There's been increasing talk of a double dip recession lately. I highlighted my thoughts on this topic here. In this post I want to examine what led to the double dip talk.

1.) Europe: this is the big cause. IIRC, the news swarm started with Greece announcing that their books were cooked in some way, meaning their budget deficit was larger than thought. However, regardless of the reason, Greece started the basic problem. What the market is completely discounting is the European response -- the pledge from the EU and the IMF of nearly $1 trillion in assets to bolster various debt markets. A recent Bloomberg poll said less than a third of respondents had faith this plan would work. That is the real issue here -- despite a logical policy response (their very own Euro-Tarp) the market does not have faith that market participants will make it work. I disagree with that assessment.

2.) Retail sales. US retail sales dropped 1.2% in the latest report. However, this number is in a clear uptrend, meaning last months data was one month of data in an otherwise good series of numbers. Simply put, placing a great deal of weight on one month of data isn't a good idea.

3.) Employment: the latest employment report was terrible. Again, it was one month of data in an otherwise encouraging trend.
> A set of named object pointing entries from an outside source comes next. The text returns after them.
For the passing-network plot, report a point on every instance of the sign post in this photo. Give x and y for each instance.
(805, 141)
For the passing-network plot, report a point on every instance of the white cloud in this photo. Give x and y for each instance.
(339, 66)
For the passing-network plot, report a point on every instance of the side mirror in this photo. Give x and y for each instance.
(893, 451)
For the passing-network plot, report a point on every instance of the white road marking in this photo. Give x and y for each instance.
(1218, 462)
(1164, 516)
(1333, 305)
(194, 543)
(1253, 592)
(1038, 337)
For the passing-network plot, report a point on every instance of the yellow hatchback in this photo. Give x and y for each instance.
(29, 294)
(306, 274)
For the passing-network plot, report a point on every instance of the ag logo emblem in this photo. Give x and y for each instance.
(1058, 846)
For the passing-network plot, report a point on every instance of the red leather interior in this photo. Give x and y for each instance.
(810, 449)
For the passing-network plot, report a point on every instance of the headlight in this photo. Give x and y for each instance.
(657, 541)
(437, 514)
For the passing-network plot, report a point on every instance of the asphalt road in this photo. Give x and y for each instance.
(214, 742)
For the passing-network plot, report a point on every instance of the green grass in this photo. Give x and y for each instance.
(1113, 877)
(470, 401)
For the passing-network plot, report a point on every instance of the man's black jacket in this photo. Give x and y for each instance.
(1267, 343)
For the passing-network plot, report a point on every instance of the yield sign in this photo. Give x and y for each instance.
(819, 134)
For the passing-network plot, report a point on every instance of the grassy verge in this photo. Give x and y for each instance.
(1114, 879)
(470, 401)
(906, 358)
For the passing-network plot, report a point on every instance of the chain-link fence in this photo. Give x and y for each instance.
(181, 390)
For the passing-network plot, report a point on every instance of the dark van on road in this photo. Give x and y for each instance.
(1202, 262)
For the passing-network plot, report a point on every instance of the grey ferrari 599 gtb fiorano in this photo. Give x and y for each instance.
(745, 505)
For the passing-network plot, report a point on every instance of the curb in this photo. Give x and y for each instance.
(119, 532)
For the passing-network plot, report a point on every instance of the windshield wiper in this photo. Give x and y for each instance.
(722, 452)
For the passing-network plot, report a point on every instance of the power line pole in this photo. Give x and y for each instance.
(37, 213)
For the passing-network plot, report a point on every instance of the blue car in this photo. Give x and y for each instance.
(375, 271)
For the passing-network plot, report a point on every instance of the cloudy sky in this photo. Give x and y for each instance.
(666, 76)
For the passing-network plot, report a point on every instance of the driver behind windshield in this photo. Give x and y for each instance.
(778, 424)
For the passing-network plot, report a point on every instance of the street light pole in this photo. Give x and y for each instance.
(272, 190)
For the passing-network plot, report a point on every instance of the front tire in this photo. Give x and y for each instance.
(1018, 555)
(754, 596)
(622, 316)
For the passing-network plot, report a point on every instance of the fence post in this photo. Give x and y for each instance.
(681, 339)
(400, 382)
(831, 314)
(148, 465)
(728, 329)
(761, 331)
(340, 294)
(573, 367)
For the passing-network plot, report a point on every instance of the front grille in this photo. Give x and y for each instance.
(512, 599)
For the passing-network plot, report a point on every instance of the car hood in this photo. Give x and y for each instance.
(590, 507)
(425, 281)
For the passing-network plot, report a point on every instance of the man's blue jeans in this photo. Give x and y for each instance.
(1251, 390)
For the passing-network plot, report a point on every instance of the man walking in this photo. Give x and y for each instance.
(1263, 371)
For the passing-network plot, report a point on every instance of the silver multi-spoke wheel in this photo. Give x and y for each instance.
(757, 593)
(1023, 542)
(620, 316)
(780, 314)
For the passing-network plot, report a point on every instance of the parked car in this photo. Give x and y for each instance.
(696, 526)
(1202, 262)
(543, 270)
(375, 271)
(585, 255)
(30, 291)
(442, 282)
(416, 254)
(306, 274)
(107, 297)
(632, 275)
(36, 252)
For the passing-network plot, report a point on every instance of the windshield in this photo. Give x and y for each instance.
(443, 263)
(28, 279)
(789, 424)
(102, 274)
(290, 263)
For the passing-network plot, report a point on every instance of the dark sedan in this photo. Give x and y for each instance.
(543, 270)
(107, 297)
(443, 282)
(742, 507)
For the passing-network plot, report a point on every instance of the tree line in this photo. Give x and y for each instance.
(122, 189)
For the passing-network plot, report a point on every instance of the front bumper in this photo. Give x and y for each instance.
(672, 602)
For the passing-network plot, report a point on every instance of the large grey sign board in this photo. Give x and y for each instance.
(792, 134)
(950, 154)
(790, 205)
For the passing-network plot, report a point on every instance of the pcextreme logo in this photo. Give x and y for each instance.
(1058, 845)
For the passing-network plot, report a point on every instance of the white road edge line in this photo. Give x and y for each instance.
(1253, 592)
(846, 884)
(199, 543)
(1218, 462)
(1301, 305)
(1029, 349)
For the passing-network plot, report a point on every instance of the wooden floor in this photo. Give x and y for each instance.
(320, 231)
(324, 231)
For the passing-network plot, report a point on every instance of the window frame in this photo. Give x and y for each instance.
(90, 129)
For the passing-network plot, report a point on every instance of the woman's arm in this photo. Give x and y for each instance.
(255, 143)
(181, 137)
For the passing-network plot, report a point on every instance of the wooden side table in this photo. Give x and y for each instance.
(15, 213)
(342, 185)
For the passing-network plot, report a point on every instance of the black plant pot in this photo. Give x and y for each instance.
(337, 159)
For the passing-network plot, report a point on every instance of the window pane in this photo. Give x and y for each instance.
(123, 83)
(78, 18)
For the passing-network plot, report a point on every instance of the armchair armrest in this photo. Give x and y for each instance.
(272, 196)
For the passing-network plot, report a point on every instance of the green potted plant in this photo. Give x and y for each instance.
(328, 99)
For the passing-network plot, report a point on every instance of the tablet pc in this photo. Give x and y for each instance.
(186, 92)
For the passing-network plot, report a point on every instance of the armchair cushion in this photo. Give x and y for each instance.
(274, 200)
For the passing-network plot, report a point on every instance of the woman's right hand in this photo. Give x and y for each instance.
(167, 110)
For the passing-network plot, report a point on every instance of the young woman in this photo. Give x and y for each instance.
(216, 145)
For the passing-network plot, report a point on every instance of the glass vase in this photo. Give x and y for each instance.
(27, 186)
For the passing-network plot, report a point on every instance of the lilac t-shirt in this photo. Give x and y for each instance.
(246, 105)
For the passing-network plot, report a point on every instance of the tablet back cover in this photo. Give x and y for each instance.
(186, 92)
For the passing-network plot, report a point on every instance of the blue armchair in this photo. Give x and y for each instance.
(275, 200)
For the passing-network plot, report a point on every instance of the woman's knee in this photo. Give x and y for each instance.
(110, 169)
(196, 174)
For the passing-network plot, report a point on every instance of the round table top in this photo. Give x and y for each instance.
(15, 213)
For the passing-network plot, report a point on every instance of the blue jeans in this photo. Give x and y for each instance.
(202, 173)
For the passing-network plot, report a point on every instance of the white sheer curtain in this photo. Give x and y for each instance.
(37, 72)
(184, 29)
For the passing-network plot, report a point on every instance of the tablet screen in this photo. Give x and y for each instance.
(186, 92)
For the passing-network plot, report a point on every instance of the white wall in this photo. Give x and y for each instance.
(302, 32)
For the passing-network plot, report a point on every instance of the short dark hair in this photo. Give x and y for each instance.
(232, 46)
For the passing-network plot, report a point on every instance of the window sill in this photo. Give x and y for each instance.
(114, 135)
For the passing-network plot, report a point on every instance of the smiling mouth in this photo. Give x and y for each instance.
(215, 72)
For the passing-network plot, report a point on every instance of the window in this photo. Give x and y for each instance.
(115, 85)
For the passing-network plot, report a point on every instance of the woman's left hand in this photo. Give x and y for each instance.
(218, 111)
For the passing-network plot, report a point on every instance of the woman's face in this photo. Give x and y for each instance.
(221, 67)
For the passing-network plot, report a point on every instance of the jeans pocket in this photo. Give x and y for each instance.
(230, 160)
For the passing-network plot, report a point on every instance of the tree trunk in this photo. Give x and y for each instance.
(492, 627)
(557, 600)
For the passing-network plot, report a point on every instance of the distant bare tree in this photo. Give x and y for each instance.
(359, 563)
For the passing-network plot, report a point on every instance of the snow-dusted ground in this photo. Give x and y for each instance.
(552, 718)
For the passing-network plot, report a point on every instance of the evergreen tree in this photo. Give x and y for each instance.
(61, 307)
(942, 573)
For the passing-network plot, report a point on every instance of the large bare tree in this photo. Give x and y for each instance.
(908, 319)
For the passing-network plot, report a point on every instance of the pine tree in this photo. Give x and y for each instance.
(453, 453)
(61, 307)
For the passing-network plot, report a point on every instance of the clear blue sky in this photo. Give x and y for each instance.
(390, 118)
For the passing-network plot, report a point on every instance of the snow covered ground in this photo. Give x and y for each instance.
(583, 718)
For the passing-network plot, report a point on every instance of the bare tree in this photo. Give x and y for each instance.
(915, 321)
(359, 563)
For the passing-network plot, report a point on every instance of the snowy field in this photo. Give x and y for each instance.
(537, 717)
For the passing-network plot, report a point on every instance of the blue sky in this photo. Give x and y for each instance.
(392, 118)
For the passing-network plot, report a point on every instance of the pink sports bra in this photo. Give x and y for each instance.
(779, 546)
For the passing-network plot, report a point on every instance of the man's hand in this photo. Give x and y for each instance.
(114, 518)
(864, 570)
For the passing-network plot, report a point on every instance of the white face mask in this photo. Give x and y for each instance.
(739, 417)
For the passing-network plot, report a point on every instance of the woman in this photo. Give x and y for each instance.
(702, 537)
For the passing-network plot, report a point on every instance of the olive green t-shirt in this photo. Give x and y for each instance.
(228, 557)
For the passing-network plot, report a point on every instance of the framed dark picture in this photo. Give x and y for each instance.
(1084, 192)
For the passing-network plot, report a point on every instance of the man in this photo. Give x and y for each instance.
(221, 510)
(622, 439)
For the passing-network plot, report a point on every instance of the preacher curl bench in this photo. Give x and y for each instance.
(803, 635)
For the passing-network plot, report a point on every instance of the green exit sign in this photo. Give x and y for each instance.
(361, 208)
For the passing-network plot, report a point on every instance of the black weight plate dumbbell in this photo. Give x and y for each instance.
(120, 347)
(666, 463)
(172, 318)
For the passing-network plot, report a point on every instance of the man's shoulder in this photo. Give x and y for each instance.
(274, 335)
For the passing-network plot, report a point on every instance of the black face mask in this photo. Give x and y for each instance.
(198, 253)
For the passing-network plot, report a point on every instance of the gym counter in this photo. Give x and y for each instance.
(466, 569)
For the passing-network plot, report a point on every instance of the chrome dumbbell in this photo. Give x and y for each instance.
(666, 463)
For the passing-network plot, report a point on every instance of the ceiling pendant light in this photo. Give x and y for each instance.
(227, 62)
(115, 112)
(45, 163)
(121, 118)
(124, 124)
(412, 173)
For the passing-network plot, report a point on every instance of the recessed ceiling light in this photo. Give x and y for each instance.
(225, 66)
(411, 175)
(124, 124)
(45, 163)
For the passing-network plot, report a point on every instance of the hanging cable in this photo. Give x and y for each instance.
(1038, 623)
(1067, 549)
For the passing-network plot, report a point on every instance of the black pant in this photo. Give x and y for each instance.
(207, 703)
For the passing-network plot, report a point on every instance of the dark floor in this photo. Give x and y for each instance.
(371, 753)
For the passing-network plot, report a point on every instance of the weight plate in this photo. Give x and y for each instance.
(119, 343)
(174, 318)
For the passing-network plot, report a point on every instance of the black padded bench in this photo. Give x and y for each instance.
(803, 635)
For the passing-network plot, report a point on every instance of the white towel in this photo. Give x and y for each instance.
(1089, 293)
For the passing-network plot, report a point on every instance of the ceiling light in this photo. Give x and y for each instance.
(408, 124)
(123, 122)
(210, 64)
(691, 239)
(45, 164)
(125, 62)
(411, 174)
However, there are important issues here -- initial unemployment claims and the long-term unemployed continue to be issues.

So -- there are two events which are leading to this discussion about a double dip: the lack of conviction on the part of traders regarding the EUs ability to carry out its bail-out and the long-term unemployment situation in the US. I place little credence in the first concern. If the EU wanted to disband, the Greek situation would have been the perfect catalyst. Yet instead they doubled down, indicating a desire to make the union work at extraordinary cost. That tells me the union will do anything it can to make this work, thereby negating the concerns.

The second situation is an issue going forward. However -- as with retail sales -- we had one month of bad data in an otherwise good trend. A I have mentioned on a regular basis, my big concern going forward is initial unemployment claims. This number has moved sideways since the beginning of the year and remains above the 450,000 area. This has to start coming down and soon.

But consider this post on the most recent Beige Book and Flow of Funds report. Most indicators are pointing to an expanding economy. This seriously dents any double dip argument for now.

Simply put, I still don't see a double dip in the cards yet.